PRINCESS OF THE HOMELESS
Olya and Sergei had been arguing for over an hour... They often had such discussions. Both close people, having lived together for half a year, they saw life differently. Young, with an active life stance, valuing each other's intelligence and passion for their work, Olya and Sergei disagreed on various social issues. No, the personal relationship of this bright couple was wonderful, but different occupations and life values, instilled by upbringing, led to such frequent, drawn-out arguments in the kitchen...
— They are people just like you and me!" Olya insisted persuasively. "Just the same. And they deserve to live a full life.
— The best and most full life for them is to lock these animals up in a special camp and never let them into our environment—normal and socially healthy people," her beloved irritably retorted to Olya.
The argument was about homeless people. Yes, precisely, about homeless people, citizens, those who, by the will of fate and the will of other, unkind people—whom Life often trips up on the path—found themselves thrown out onto the street and forced to fight for survival on the harsh urban expanses. Olya, by the nature of her work, was employed at a social charity foundation. She chose the work by vocation and the call of her soul. Since childhood, this girl had been distinguished by a soft, responsive heart. The role of a social worker was chosen by Olya quite consciously, and for three years now, the "Kind Heart" Foundation, thanks to her work, had been providing assistance to many in need.
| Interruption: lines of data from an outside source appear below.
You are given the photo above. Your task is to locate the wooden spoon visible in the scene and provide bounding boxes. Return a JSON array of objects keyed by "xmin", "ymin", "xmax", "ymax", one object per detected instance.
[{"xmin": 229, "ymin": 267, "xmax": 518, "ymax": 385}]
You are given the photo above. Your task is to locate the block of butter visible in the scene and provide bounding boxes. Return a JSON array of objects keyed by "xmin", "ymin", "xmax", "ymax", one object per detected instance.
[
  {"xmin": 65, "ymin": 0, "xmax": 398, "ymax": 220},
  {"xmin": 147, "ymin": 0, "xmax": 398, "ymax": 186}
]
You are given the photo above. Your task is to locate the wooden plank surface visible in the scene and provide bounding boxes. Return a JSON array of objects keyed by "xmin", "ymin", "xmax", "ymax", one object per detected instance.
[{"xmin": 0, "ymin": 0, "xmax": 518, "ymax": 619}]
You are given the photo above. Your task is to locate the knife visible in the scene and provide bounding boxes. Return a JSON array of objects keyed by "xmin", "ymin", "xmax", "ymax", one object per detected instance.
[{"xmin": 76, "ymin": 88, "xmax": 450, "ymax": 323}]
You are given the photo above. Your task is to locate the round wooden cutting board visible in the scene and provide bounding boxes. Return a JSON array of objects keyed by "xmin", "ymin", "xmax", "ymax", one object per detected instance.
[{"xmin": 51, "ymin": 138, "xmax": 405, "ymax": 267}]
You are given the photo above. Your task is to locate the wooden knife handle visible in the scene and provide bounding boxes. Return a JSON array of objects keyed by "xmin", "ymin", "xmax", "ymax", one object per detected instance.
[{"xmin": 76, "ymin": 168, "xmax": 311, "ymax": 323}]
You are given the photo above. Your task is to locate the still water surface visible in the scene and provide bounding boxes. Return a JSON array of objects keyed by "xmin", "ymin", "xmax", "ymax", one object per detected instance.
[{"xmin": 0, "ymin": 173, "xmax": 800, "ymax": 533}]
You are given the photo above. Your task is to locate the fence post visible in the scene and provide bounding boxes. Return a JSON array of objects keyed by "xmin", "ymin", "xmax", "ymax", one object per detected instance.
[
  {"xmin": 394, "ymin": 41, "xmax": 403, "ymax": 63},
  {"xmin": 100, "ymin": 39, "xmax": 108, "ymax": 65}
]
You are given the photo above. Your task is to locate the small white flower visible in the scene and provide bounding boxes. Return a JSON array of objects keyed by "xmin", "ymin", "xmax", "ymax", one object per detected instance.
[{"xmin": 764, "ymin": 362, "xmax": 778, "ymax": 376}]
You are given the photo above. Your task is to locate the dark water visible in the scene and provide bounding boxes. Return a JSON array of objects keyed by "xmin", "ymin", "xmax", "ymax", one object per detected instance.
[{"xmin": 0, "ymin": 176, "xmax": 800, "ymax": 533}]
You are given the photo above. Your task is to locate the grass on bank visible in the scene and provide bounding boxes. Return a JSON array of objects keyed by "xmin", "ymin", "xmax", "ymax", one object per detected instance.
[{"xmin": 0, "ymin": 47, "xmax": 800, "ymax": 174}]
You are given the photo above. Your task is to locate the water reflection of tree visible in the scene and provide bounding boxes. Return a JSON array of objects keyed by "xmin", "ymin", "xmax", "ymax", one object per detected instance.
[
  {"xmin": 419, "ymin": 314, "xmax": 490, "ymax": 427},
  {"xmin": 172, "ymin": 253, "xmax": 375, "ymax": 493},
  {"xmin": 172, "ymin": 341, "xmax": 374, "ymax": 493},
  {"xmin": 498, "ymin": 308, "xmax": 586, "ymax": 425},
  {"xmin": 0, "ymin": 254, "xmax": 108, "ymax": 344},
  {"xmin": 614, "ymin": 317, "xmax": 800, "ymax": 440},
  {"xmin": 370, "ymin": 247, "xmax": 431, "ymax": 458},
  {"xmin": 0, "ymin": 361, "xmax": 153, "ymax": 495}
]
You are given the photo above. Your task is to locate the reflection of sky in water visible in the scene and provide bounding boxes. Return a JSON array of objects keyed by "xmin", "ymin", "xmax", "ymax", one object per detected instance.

The sick, hungry, and lonely turned to this glorious organization, and Olya, among the most attentive staff, was always ready to respond and engage in solving the problems of another's fate. The foundation created various programs, and quite recently, Olya had the idea to conduct a charity program to help the homeless. There were very many of them in the city, and the girl often caught sight of ragged and dirty people rummaging in residential dumpsters for a piece of daily bread with her pitying gaze. Her kind heart clenched at the realization that living people could be brought to such a state.
Sergei, with whom she shared her plans to help, showed no sympathy for this category of needy. A businessman, he loved Olya very much as a woman. He was attracted by her elegant figure, beautiful, magnificently shaped breasts, slender legs, blue eyes like the morning sea, but what truly made Sergei fall in love was her purity and sincere kindness. Olya was very different from the gold-diggers who swirled around Sergei in the business environment, seeing in him a potential match as a rich and confident groom. Olya was completely different and valued Sergei's best masculine qualities—reliability and intelligence. And yet, sometimes, in Sergei's opinion, Olya's kindness and responsiveness took her to incomprehensible places; the girl expended a lot of effort on people who, again, in his understanding, were not worth it.
— You don't pity those you consider outsiders," Olya echoed in their long argument. "The homeless need help to return to life, to society—and this act will only beautify the lives of successful and well-off people. Why do you treat them like that? How can you lock them up, they are people!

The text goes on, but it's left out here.